The court determined that the Ingush Parliament’s law was adopted in violation of standard procedures and simultaneously contradicts three articles of the republic’s constitution. Specifically, 12 plaintiffs argued the following in a lawsuit, and the Constitutional Court agreed:
1. The Ingush government is required to preserve Ingushetia’s territorial integrity. The Ingush Constitution says the state’s paramount duty is using political means to regain lands illegally seized from the Ingushetia and safeguard the republic’s existing territorial integrity. In the opinion of the Constitutional Court, the law on the agreement with Chechnya violates these norms.
2. Changing Ingushetia’s borders without considering public opinion is forbidden. “Changing the boundaries of territories where there is self-government is permitted with consideration for the opinion of the populations in those territories,” states the Ingush Constitution. According to the Constitutional Court, federal law would have allowed moving the existing boundary between Ingushetia and Chechnya, but the Chechen-Ingush deal establishes an entirely new boundary line, making it necessary to consider the wishes of residents in the localities affected by the deal, the Ingush Court ruled.
3. The views of local residents must be established in a referendum. In its ruling, Ingushetia’s Constitutional Court says popular opinion about changing the republic’s boundaries must be determined legally in a referendum. The Ingush authorities, however, never held a referendum.
The Constitutional Court also acknowledged that the Ingush Parliament committed multiple procedural violations when adopting the law on the border deal, voting by secret ballot and approving all three draft readings at the same time.
Does this mean the agreement with Chechnya is null and void?

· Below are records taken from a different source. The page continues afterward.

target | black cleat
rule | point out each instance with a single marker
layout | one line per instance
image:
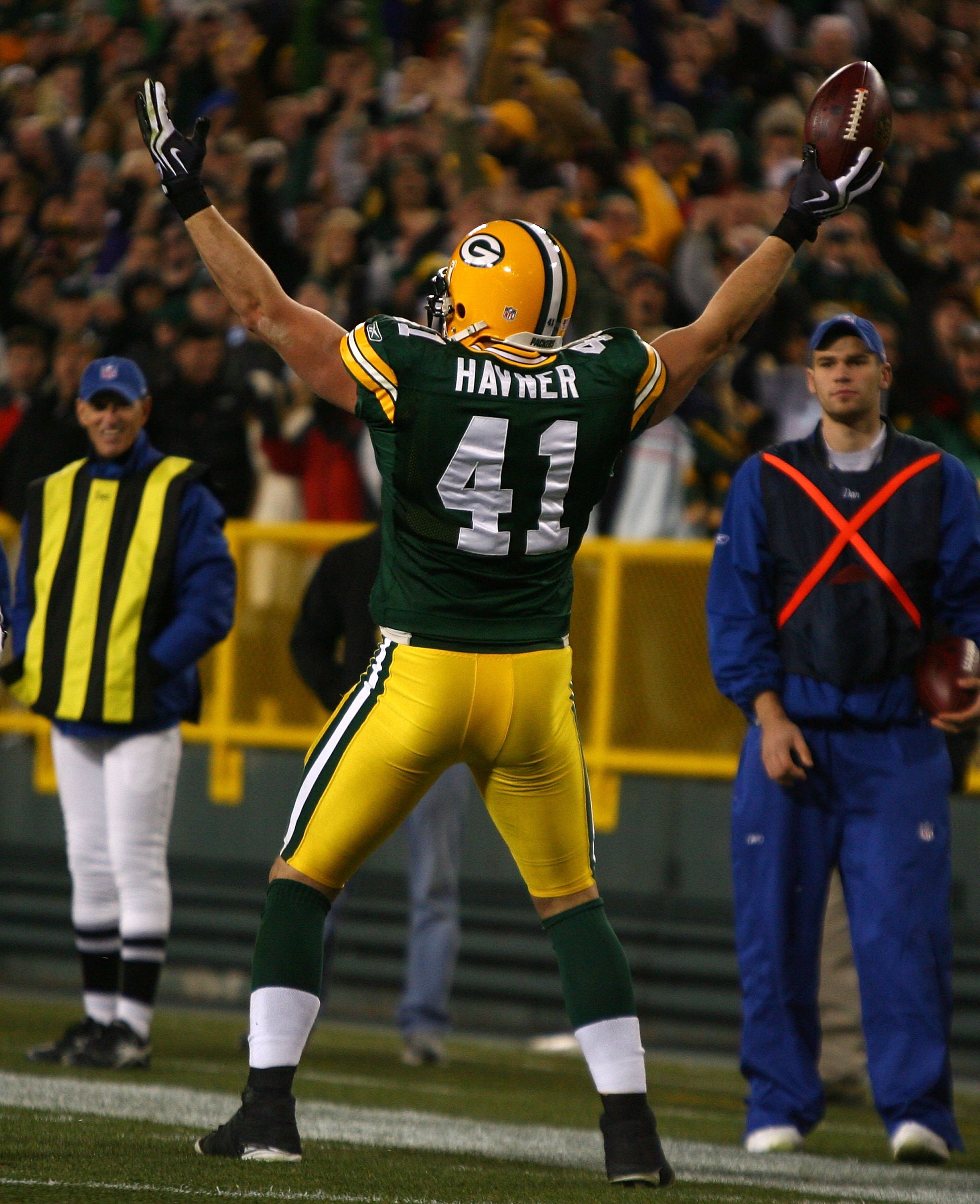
(117, 1048)
(74, 1042)
(264, 1130)
(634, 1154)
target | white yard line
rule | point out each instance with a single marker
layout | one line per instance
(695, 1161)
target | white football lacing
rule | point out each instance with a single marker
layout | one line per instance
(858, 109)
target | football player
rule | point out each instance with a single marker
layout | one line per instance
(494, 441)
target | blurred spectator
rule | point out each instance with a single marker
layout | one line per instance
(27, 363)
(649, 138)
(49, 435)
(199, 412)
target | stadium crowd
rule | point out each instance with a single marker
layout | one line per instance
(354, 142)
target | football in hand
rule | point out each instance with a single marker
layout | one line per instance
(850, 111)
(938, 672)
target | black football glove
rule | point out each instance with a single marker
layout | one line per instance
(816, 198)
(179, 159)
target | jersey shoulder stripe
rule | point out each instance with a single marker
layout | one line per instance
(407, 329)
(370, 370)
(651, 384)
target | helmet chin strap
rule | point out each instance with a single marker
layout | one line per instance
(540, 342)
(467, 332)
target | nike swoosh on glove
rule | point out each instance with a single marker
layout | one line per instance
(814, 198)
(179, 159)
(819, 198)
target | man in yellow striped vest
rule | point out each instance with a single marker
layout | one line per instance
(124, 583)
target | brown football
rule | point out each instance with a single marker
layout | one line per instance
(938, 671)
(850, 111)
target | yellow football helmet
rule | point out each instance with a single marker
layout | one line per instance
(510, 281)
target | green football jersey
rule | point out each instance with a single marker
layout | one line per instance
(492, 462)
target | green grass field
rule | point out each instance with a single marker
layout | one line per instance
(55, 1157)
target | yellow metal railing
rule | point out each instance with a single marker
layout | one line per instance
(643, 690)
(645, 694)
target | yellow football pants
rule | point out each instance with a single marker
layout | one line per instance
(416, 712)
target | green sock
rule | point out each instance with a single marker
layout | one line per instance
(595, 974)
(289, 948)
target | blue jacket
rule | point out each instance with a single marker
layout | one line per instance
(204, 600)
(4, 592)
(742, 633)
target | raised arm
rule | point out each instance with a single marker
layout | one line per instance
(689, 352)
(308, 341)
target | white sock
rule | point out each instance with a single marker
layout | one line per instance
(615, 1055)
(138, 1015)
(280, 1023)
(100, 1006)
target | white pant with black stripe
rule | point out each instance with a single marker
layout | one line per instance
(117, 799)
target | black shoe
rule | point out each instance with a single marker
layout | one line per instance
(74, 1042)
(634, 1154)
(264, 1130)
(117, 1048)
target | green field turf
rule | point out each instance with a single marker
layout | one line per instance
(52, 1160)
(484, 1080)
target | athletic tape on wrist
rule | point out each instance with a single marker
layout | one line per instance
(189, 200)
(796, 228)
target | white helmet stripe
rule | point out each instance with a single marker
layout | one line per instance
(554, 270)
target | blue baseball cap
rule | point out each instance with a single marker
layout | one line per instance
(114, 375)
(850, 324)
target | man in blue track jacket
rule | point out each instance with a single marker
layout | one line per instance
(124, 583)
(4, 598)
(837, 558)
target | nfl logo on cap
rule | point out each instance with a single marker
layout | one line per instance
(114, 375)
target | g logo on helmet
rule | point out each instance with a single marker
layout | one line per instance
(482, 251)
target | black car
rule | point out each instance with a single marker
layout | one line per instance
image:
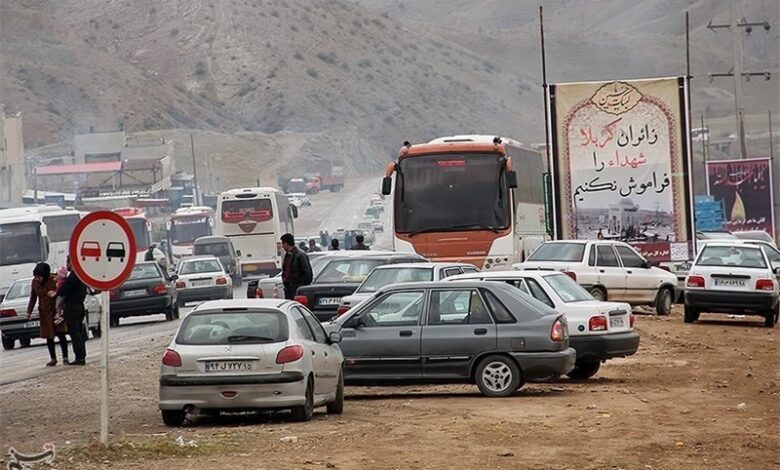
(148, 291)
(342, 276)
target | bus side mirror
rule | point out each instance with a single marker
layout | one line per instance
(387, 185)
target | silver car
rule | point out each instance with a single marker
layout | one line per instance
(251, 354)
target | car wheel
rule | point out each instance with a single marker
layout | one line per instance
(306, 411)
(598, 293)
(337, 407)
(690, 315)
(173, 417)
(663, 302)
(585, 369)
(497, 376)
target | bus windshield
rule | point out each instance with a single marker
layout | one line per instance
(20, 243)
(440, 193)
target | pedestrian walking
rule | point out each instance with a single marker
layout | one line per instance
(73, 293)
(296, 269)
(44, 291)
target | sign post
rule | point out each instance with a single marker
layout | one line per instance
(102, 254)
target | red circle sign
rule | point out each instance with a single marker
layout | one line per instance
(102, 250)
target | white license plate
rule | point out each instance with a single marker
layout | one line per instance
(229, 366)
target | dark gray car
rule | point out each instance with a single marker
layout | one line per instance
(435, 332)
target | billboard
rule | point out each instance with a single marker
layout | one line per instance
(621, 164)
(744, 187)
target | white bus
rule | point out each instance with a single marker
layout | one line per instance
(255, 219)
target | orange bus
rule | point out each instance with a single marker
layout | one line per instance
(458, 199)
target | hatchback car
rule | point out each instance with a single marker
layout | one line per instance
(486, 333)
(251, 354)
(598, 330)
(729, 277)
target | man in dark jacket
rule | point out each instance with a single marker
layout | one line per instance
(73, 293)
(296, 270)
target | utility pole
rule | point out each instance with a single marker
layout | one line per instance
(735, 23)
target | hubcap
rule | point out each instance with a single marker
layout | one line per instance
(497, 376)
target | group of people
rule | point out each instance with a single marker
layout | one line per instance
(60, 300)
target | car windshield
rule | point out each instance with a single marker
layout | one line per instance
(567, 289)
(200, 266)
(234, 327)
(558, 252)
(384, 277)
(732, 256)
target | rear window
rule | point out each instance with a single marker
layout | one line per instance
(234, 327)
(558, 252)
(732, 256)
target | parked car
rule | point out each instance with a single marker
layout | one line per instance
(341, 276)
(729, 277)
(383, 276)
(202, 278)
(222, 248)
(148, 291)
(609, 270)
(598, 330)
(486, 333)
(258, 354)
(14, 324)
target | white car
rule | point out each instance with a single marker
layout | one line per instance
(729, 277)
(598, 330)
(609, 270)
(251, 354)
(385, 275)
(201, 278)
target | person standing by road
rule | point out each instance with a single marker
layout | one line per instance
(44, 291)
(73, 293)
(296, 269)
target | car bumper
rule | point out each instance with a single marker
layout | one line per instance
(539, 366)
(273, 391)
(604, 347)
(728, 302)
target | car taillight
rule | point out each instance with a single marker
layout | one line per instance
(7, 312)
(694, 281)
(171, 358)
(598, 323)
(557, 332)
(289, 354)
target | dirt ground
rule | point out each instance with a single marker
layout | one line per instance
(676, 404)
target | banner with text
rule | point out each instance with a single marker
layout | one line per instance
(745, 189)
(620, 163)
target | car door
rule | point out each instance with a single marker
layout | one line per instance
(641, 281)
(609, 273)
(382, 340)
(458, 328)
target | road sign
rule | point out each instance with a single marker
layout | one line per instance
(102, 254)
(102, 250)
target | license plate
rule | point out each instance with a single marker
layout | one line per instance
(229, 366)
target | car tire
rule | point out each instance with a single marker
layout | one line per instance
(664, 301)
(598, 293)
(690, 315)
(306, 411)
(584, 369)
(497, 376)
(173, 417)
(337, 407)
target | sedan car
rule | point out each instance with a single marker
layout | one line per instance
(486, 333)
(202, 278)
(598, 330)
(729, 277)
(148, 291)
(251, 354)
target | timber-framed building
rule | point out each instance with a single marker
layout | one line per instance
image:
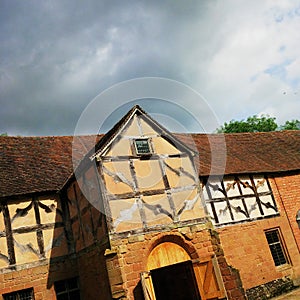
(141, 213)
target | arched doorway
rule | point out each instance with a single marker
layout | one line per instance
(172, 274)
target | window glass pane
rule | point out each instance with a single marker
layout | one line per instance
(75, 295)
(20, 295)
(60, 286)
(72, 283)
(63, 297)
(276, 247)
(142, 146)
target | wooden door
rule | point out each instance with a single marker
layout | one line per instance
(175, 282)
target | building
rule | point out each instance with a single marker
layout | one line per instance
(149, 215)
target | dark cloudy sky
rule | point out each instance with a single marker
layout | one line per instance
(58, 55)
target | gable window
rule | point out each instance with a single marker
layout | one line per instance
(142, 147)
(276, 247)
(67, 289)
(20, 295)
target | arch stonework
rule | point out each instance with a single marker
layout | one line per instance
(168, 249)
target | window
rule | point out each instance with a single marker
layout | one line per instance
(67, 289)
(241, 198)
(142, 147)
(20, 295)
(276, 247)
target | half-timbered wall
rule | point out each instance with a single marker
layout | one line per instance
(31, 229)
(144, 191)
(86, 217)
(239, 198)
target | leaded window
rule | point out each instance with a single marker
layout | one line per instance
(276, 247)
(239, 198)
(20, 295)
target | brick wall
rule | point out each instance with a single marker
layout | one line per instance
(93, 275)
(128, 258)
(41, 278)
(245, 245)
(287, 191)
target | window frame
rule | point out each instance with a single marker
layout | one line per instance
(16, 295)
(137, 152)
(67, 290)
(282, 248)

Based on the text of the Constitutional Court’s ruling, yes this should invalidate the border agreement. The court’s decision says the agreement “produces no legal effects for state officials, local government, organizations, and citizens in the Ingush Republic” — at least not until the deal is approved in a republic-wide referendum.

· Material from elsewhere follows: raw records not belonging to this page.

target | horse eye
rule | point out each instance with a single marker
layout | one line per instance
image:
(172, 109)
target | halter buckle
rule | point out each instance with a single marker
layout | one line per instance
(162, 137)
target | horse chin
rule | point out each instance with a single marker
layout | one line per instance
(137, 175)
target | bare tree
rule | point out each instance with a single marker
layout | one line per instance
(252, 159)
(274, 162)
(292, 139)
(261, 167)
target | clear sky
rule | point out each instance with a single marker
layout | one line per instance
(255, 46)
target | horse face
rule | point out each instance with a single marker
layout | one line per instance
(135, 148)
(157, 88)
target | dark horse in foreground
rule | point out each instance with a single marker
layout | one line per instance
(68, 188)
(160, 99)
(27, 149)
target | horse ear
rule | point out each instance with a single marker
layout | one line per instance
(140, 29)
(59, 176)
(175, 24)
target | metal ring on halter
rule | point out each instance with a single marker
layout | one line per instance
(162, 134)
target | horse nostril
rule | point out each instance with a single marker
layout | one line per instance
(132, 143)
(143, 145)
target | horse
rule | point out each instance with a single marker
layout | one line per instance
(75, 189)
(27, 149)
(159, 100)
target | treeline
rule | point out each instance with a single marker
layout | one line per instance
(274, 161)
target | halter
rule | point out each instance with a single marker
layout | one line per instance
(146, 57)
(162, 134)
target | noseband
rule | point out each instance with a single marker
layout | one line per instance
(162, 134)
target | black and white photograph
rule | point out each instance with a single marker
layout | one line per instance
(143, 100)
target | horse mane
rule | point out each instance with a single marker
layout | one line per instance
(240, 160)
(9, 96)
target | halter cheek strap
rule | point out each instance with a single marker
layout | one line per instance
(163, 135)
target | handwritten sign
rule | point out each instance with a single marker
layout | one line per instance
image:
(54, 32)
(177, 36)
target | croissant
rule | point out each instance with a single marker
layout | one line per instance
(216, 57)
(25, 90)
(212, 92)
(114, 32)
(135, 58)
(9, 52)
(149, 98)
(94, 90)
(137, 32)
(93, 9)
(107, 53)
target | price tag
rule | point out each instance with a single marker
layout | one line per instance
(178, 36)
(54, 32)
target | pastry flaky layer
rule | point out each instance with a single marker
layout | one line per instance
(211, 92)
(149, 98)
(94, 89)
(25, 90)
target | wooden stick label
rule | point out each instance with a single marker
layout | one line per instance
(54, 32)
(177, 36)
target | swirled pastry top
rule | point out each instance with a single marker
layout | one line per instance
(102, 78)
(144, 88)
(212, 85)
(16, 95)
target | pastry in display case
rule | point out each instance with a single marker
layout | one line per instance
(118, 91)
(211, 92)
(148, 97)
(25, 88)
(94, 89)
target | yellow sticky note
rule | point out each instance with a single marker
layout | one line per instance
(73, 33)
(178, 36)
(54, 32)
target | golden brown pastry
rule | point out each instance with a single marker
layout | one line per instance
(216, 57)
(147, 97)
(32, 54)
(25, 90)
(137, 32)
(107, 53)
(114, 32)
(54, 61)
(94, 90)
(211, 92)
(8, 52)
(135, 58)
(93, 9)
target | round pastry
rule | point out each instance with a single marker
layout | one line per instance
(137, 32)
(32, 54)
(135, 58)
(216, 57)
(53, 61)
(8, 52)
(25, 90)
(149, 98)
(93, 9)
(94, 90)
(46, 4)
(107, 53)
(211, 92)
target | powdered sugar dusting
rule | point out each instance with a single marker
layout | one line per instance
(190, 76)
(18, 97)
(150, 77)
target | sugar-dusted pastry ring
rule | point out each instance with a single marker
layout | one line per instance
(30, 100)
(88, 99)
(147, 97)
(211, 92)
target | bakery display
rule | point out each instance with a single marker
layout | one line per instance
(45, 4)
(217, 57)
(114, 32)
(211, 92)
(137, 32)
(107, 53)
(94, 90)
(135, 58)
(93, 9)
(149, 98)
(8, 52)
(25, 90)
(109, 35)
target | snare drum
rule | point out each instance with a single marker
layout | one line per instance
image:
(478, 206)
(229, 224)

Sources close to the Ingush regional government told the newspaper Kommersant that officials are confident, however, that the Constitutional Court’s ruling will have no legal consequences, arguing that the issue is outside the court’s jurisdiction.

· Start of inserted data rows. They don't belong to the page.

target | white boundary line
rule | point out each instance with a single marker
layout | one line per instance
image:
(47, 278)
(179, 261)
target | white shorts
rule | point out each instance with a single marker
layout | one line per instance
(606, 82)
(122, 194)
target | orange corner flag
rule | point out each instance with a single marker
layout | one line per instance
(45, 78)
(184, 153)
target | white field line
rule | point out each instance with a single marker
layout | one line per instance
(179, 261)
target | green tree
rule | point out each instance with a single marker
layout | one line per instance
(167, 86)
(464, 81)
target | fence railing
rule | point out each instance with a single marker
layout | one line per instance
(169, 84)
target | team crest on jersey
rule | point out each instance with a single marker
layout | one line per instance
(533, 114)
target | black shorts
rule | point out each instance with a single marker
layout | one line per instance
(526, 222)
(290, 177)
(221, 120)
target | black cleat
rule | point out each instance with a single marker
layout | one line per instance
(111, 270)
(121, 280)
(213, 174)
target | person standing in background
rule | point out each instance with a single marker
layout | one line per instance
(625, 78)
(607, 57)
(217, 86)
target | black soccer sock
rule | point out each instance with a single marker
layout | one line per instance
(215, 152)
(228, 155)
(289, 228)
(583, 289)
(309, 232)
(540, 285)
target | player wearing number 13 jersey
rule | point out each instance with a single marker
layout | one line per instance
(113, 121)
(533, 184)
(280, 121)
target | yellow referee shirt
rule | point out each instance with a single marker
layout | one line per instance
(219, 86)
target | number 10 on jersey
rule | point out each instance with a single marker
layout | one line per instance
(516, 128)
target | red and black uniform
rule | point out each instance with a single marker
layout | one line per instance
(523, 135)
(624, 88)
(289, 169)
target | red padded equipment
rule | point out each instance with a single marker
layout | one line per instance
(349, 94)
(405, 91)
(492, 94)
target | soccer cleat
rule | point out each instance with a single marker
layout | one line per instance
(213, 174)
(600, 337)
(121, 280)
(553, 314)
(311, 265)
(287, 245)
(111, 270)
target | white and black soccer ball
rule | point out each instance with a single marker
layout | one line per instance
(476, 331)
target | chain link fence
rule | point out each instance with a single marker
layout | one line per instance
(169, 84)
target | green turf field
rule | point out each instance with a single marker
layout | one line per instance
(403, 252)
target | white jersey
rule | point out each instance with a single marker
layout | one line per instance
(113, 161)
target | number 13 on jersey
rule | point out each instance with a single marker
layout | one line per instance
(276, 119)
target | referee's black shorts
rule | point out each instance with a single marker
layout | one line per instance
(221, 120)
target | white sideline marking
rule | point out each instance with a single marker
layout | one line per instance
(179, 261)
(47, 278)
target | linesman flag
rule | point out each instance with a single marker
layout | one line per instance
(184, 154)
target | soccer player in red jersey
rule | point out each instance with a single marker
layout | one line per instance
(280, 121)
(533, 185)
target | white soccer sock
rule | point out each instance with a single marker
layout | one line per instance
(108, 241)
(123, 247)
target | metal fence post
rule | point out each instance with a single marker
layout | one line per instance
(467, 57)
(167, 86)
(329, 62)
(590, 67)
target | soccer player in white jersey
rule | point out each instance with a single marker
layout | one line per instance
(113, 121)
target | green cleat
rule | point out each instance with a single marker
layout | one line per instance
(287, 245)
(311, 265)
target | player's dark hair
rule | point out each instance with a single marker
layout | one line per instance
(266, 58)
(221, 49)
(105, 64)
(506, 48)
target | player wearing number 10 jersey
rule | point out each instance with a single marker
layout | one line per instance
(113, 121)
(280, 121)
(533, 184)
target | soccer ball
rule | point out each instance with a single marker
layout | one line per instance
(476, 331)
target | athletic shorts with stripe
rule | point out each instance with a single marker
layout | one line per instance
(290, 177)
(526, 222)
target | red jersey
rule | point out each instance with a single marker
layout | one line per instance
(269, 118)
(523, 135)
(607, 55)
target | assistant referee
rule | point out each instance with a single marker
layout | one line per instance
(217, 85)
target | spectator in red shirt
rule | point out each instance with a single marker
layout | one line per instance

Can the Ingush authorities appeal the Constitutional Court’s ruling somehow?
According to Ingushetia’s Constitutional Court, the ruling cannot be appealed and took effect the moment it was read out. Ingush head Yunus-bek Yevkurov has said, however, that the Russian Constitutional Court should review the Ingush high court’s decision. The rub here is that the federal Constitutional Court cannot act as an appellate court relative to rulings by republic-level constitutional courts, which complicates Yevkurov’s proposal. That said, Article 85 of the Russian Constitution does stipulate “conciliatory procedures” that would allow President Putin to create a special commission between the Ingush Constitutional Court, the Ingush Parliament, and Yevkurov’s administration.
Speaking to Meduza, lawyer Kaloi Akhilgov suggested that Chechen leaders could also get their own Constitutional Court to uphold the legitimacy of the border deal with Ingushetia. It’s unclear, however, how Russia’s legal system might accommodate contradictory rulings by two republic-level constitutional courts.
On October 29, two Ingush People’s Assembly deputies withdrew their signatures from the appeal to the Constitutional Court challenging the border-agreement law, in an apparent effort to stop the high court from reaching a verdict. (By law, appeals to the Constitutional Court require signatures from a minimum of 11 deputies.) Regulations state, however, that appeals to the court can only be withdrawn before the Constitutional Court starts reviewing the case. According to Akhilgov, the court reached its verdict on October 30, but the hearing itself started five days earlier, on October 24, before the two deputies tried to cut and run.